Читаем Eutopia: A Novel of Terrible Optimism полностью

By the time the service was done it was nearly the noon hour and time for the picnic. It was turning into a good day; the sun was beating down and it was warm enough to walk without a jacket.

The road went a quarter mile before it led them to the gate, cut nearly straight through the rows on rows of blossoming apple trees that made up the Harpers’ orchards. Some of those trees were pretty tall, Jason thought, to have been planted when the Harpers were supposed to have come here ten years back. He wondered who was here before that, with the leisure to plant apple in fine old rows.

Surely it was not the same folk with the leisure to build a house like Mr. Harper’s. That place was something. It was huge—bigger than any two barns combined that Jason had ever seen—in the same class as the sawmill or the hospital.

The house was laid out like a horseshoe, made of cut stone near the ground, square-cut log higher up. Jason counted six stone chimneys, climbing high above the steep-peaked roofs. How many rooms could you put in a place like that? How many kin?

How many servants?

This would have been a sore point with his mama. She had unkindly views on the keeping of servants. A woman ought not live larger than she can sweep in a day, she would say.
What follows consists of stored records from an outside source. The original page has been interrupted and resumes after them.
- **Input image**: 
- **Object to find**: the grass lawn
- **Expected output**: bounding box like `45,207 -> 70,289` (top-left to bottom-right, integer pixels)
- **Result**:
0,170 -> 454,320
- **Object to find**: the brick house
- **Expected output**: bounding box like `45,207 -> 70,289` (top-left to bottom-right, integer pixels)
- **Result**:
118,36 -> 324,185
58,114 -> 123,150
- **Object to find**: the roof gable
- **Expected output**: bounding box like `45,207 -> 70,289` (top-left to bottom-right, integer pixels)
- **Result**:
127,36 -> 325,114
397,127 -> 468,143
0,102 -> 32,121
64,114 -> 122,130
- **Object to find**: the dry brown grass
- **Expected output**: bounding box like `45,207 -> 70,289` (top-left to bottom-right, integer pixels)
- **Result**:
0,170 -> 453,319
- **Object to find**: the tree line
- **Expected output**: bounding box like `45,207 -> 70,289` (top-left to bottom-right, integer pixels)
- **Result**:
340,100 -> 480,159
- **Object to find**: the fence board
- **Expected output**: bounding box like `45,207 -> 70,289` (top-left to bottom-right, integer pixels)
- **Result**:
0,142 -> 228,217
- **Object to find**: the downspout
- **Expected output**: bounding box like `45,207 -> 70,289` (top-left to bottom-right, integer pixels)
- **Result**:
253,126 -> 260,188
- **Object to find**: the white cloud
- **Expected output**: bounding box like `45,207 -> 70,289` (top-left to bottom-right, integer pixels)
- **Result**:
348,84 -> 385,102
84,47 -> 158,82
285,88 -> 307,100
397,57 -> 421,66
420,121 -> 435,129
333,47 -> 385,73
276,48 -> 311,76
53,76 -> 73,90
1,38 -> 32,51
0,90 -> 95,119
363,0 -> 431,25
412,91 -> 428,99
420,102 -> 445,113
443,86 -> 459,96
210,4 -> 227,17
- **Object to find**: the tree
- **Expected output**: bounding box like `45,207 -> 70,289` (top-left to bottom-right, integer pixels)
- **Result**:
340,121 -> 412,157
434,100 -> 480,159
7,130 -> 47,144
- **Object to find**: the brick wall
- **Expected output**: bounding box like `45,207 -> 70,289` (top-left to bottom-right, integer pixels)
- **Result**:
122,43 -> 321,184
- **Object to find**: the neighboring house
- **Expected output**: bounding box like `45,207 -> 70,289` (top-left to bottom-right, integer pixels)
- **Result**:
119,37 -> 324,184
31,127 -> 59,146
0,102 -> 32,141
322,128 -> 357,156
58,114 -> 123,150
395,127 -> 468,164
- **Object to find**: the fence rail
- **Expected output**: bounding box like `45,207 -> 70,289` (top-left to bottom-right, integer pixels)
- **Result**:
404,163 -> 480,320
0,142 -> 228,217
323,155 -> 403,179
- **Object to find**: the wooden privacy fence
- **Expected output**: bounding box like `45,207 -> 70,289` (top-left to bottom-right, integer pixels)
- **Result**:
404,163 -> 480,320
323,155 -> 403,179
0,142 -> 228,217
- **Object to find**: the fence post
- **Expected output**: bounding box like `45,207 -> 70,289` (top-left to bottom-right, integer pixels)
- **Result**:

Every servant she used brought her that many steps further from looking after herself in a pinch.

It was hard to tell how many servants it took to run the estate by the time they’d made it through the gate. The grounds were filled with people.
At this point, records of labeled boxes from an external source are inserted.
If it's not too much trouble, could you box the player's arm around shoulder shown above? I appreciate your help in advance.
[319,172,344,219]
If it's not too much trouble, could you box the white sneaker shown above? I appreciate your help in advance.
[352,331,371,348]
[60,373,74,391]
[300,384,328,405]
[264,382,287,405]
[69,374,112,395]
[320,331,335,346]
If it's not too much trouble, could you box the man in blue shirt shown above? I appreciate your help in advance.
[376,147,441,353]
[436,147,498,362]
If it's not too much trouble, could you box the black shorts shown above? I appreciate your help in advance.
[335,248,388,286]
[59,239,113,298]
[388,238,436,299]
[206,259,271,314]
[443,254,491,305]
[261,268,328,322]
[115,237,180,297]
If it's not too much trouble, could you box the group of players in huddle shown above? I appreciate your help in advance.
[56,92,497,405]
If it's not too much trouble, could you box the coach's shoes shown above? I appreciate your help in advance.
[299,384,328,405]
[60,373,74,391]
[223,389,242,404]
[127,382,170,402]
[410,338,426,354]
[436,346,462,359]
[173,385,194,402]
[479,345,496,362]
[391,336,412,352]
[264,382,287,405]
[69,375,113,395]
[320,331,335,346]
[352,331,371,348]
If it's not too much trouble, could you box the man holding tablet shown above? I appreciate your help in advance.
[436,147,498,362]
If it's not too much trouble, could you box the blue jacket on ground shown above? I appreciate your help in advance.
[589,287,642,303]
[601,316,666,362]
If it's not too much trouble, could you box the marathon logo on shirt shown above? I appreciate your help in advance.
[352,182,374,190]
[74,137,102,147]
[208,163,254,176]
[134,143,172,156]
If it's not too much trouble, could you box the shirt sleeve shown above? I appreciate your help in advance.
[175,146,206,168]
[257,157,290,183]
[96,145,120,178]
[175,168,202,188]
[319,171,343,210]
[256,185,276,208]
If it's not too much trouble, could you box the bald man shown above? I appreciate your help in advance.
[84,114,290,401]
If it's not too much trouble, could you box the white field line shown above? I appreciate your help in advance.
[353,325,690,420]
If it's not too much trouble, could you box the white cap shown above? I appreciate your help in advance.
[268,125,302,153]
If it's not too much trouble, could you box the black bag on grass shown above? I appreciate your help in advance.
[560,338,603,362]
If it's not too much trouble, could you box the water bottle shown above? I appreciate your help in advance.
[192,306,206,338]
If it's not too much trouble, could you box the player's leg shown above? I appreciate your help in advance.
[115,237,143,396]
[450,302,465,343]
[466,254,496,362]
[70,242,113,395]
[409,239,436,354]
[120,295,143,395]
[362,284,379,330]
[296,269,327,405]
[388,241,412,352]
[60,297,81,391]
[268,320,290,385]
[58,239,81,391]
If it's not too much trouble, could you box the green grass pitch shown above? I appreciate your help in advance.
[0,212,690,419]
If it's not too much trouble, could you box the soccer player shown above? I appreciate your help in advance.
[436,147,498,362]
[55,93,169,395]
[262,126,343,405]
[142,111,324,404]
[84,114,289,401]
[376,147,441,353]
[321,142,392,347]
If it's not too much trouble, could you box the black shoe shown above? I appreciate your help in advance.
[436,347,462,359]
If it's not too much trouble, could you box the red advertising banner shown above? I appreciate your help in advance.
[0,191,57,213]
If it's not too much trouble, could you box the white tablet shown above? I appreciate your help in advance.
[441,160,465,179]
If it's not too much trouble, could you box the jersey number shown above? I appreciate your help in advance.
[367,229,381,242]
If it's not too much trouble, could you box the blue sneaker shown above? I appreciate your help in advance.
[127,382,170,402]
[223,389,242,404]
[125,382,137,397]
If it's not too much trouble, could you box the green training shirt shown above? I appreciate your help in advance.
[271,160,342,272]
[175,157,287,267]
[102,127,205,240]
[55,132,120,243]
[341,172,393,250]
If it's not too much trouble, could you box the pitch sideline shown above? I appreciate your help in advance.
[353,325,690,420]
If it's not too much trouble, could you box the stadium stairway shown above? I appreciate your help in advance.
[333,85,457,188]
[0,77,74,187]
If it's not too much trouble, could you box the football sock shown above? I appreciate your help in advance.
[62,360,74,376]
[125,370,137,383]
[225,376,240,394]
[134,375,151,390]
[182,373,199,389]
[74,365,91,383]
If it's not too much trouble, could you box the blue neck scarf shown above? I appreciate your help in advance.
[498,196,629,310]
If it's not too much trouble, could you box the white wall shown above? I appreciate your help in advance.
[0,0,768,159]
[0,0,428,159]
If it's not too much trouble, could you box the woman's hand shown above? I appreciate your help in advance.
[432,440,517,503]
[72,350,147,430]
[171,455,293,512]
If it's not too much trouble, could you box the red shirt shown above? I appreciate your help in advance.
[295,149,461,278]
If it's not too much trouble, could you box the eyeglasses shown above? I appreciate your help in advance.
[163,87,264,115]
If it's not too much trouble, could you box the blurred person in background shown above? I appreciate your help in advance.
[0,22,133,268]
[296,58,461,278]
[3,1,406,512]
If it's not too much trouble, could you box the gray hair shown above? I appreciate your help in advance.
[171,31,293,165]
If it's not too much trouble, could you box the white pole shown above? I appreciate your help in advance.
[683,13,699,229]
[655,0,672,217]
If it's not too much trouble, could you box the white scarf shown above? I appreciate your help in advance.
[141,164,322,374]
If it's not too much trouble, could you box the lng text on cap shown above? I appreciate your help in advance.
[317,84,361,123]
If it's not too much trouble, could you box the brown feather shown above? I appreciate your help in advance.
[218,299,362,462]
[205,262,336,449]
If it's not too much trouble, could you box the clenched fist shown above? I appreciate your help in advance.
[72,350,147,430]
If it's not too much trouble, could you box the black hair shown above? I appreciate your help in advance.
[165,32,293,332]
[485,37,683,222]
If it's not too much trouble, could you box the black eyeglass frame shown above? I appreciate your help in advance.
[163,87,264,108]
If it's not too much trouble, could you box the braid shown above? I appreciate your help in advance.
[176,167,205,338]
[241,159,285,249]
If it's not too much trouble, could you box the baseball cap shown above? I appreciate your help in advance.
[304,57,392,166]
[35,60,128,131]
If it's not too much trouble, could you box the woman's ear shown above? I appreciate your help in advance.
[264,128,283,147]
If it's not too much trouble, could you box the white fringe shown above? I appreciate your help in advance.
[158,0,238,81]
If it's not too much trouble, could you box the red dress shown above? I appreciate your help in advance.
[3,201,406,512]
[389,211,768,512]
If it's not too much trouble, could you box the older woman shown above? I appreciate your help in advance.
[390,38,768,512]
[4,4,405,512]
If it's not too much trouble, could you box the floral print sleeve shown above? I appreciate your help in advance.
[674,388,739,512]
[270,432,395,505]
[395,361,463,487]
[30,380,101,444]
“Looks like the whole town’s here,” said Jason, and instantly regretted it as Aunt Germaine spared him a severe look.

They walked in silence to the crowd of folk that were gathered on the lawn to the north of the house. The guests fanned out across the lawn, some sitting on blankets they’d brought, others standing and watching. A couple Jason recognized from the mill, but it was hard to tell on account of the lack of grime on their shirts and sawdust in their hair. They all stood quiet, listening to the moustachioed fellow in their midst, propped on something so he was a head higher than the tallest. Although it was sunny out, he was hatless, and his dark hair blew over a high forehead as he spoke.
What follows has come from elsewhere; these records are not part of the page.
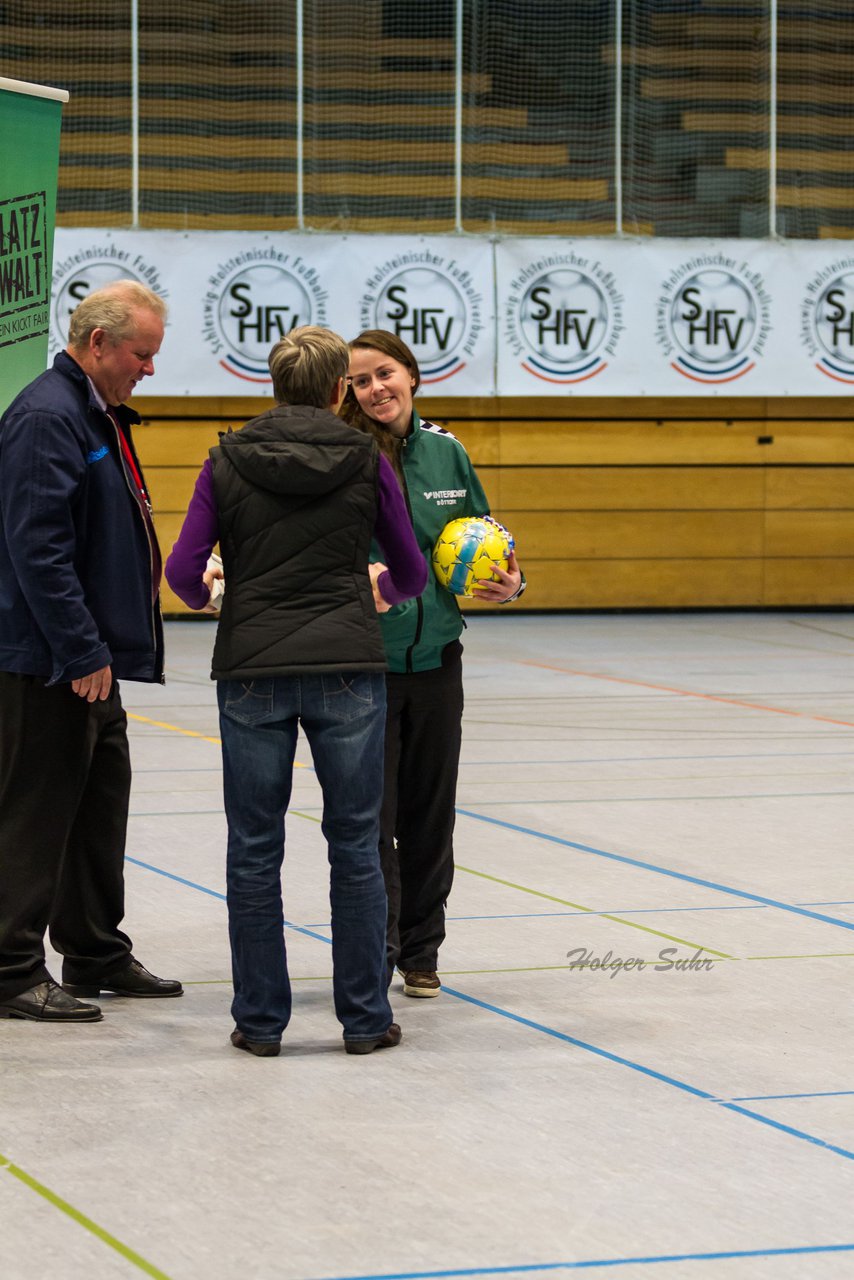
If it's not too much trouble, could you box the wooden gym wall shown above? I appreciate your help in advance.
[134,397,854,614]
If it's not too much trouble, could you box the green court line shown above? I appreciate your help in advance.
[744,951,854,960]
[0,1155,170,1280]
[457,863,735,960]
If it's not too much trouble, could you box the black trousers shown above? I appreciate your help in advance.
[0,672,131,1000]
[379,644,462,977]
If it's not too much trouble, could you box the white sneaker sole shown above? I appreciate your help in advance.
[403,983,442,1000]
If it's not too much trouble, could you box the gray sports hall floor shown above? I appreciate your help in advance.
[0,613,854,1280]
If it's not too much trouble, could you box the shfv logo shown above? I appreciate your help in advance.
[361,252,483,383]
[202,250,326,385]
[504,253,622,385]
[802,259,854,384]
[657,261,771,384]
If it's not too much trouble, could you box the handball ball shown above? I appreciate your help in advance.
[433,516,513,595]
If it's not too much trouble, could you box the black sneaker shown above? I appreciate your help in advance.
[344,1023,403,1053]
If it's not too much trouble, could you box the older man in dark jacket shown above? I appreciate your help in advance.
[0,280,182,1023]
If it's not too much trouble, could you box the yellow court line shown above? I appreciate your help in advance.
[517,659,854,728]
[125,712,311,769]
[457,863,735,960]
[442,951,854,979]
[0,1156,169,1280]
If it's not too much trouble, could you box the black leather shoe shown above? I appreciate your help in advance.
[0,978,104,1023]
[63,956,184,998]
[344,1023,403,1053]
[230,1027,282,1057]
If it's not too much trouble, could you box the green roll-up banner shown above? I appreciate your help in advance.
[0,77,68,413]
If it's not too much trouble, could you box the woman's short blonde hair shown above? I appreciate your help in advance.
[269,324,350,408]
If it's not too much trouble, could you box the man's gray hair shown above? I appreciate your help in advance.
[269,324,350,408]
[68,280,166,351]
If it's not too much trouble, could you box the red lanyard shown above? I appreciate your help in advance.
[106,406,149,503]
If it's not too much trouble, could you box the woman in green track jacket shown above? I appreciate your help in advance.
[342,329,525,996]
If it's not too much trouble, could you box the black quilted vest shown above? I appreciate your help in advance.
[210,404,387,680]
“Our host,” said Germaine dryly, and nodded when Jason breathed: “Garrison Harper.”

Harper grinned as he spoke, and raised up his arms. “Rites of spring!” he shouted. “This is one of the things we’ve lost, in this new world of ours. We move through the seasons, one after another—and how do we mark them? Places on a calendar? The inching of the Earth ’round the Sun? Well not here. Not in Eliada!”

At that, a few voices shouted the name: “Eliada!” and like an echo in a canyon, more caught the gist and threw it back. Harper clapped and beamed.

Jason stopped and craned his neck to look around, and when he looked back down he saw that Aunt Germaine had moved on through the crowd. He didn’t hasten to follow—it was, to be truthful, a relief to be out of her sight.

“Some of you are new members of this community,” said Mr. Harper from his podium. “A month, two, or three, no matter. You’ve bent your back to labour through a cold and hard winter; perhaps you’ve been to see the doctors at the hospital. But you may well have asked yourself: what makes this place so fine? Where is this great community you sought when you travelled so far from family and home? Well I can only say—look around you—to the man next to you, and the one next to him.”

Jason looked to his side, his eye caught by a bright flash of red. Two men stood there. One caught Jason’s eye. Smiled.

“He,” said Mr. Harper, “is Eliada.”

Wider and wider, his teeth sharp points beneath his lips.

In the distance, Garrison Harper was on to something else—something about the ties that bind, the height of civilization.

Jason scarcely heard it. Icy sweat broke out on Jason’s brow, and he could feel an awful crawling at the base of his spine. For that instant, he was back in the quarantine, looking at that tiny, leering face. Striking at it. Running. His hand itched where he’d cut it on a scalpel, and as he looked at this fellow he also looked into the tall, skeletal Juke’s eyes at the back of the quarantine and could not look away.

Finally, it was a touch at his elbow that drew him back. The man looked away, and smiled at someone else. The spell was broken. The touch at his elbow was from an older man, dressed better than most. He was one of those servants, Jason guessed.

“Mr. Thistledown?” he asked, and Jason nodded. “Miss Harper is awaiting your company. Perhaps best to join her?”